BP: It’s funny, people I  meet out on the course or around town are often like, “Oh, what’d you come over here for?” as if I was just passing through and happened to take up this role at one of the best golf courses in the world. And I say, “Well, I’m here for the job.” For people that aren’t in the golf world, they often don’t realise this is a profession, and a super competitive one too. They also often don’t appreciate the scale of the job and what goes into it. I mean I manage a pretty big team, and a fair amount of money. I also need to be across the fine details of chemistries, irrigation, then tackle the challenges of staffing in a remote location and ensuring the training is all up to standard. 

c: Can you run us through your daily routine? 

BP: I like to wake up pretty early, I’ve always been an early riser. I’m up at 4am and try to do some sort of workout at home, then be in here in my office at five. I really like a bit of time in the morning to get everything set. Most of the crew start at 6am, but I like myself, assistants and mechanic to come in and help make sure mowers are all parked outside, set up, ready to rock and roll so that when that morning meeting is done, it’s like “OK guys, hop on your mower and go!”

That routine allows me to get a game plan together, get some emails done and then hopefully, be able to cut cups like today, or even just go for a walk out on the course. Sometimes it’s just nice to just walk this place and traipse over some dunes. It might not appear as if I’m doing a whole hell of a lot, but I’m always learning more about the property and what we have to do and need to stay on top of.

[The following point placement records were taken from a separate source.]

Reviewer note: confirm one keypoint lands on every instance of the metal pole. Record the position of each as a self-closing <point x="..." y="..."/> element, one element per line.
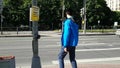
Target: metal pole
<point x="1" y="8"/>
<point x="35" y="59"/>
<point x="63" y="9"/>
<point x="84" y="30"/>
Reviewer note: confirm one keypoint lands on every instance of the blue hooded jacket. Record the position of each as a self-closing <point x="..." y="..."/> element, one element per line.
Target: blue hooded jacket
<point x="69" y="34"/>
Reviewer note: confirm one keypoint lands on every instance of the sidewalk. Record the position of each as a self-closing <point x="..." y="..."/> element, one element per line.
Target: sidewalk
<point x="88" y="66"/>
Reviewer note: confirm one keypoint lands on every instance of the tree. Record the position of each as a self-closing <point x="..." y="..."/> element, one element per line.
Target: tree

In the summer, we’re always watching moisture. So if it’s a hot summer’s day, there’s definitely some extra watering involved. I love hand watering, so I’ll be out on a hose in the mornings and do a preliminary irrigation set-up after walking the course and seeing the course set up. 

Getting it all dialled in makes the end of the day easier when I can be like, “Actually, you know what, everything we set up is looking good.” Before leaving someone will make a quick loop on the course to make sure everything is right.

The end of my work day varies between 3 – 6pm, depending on what has been happening that day. Then I go home, and try to get down to the beach for a swim. I love to cook, so then I’ll go and make a nice dinner, have a good cocktail or beer, and that’s about it. Pretty simple.

It’s funny, people I meet out on the course or around town are often like, "Oh, what'd you come over here for?" as if I was just passing through and happened to take up this role at one of the best golf courses in the world.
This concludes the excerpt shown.